Hawk Shadow threw himself to the dirt, tumbling as Break Spear came after him. Hawk performed a perfect baboon roll, jumping to his feet in time to meet Break Spear’s charge. The impact almost threw him out of the circle, but Hawk dug in his heels to resist.

In fact, as he tensed he not only stopped Break Spear’s charge but pushed him back. Then the broader man stooped just before Hawk Shadow jumped in with another push, and Hawk Shadow sailed over Break Spear’s shoulders.

Every man and boy around the circle groaned with empathetic pain.
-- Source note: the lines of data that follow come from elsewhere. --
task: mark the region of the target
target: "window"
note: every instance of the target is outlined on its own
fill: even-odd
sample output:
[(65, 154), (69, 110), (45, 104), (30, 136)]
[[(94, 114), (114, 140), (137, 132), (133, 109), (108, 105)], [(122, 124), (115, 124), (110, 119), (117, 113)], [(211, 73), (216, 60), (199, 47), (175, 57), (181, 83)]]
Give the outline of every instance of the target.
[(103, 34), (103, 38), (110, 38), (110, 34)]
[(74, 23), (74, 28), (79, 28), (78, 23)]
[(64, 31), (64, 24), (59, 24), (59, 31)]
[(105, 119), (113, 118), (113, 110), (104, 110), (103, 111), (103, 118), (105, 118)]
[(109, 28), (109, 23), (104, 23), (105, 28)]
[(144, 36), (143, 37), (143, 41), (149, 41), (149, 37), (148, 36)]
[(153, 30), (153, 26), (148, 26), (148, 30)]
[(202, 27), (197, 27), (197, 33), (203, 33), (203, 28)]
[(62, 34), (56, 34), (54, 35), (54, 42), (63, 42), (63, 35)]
Hawk Shadow crunched into the ground,
whuff
ed air and rolled away—but Break Spear hadn’t leapt in to continue the attack. Instead, he retreated a step and watched the younger man as he staggered to his feet, shook his head and prepared to continue.

The two fighters crashed in the center of the ring, slapping with open-handed buffets that tore skin and snapped heads to the side. Hawk Shadow charged in, suffering a mighty wallop along the way, slamming in his shoulder and grasping Break Spear around the waist, right hand gripping left wrist at the small of Spear’s back. Grunting, he actually levered the heavier man from the ground. Break Spear linked his fists and clubbed Hawk Shadow’s right shoulder.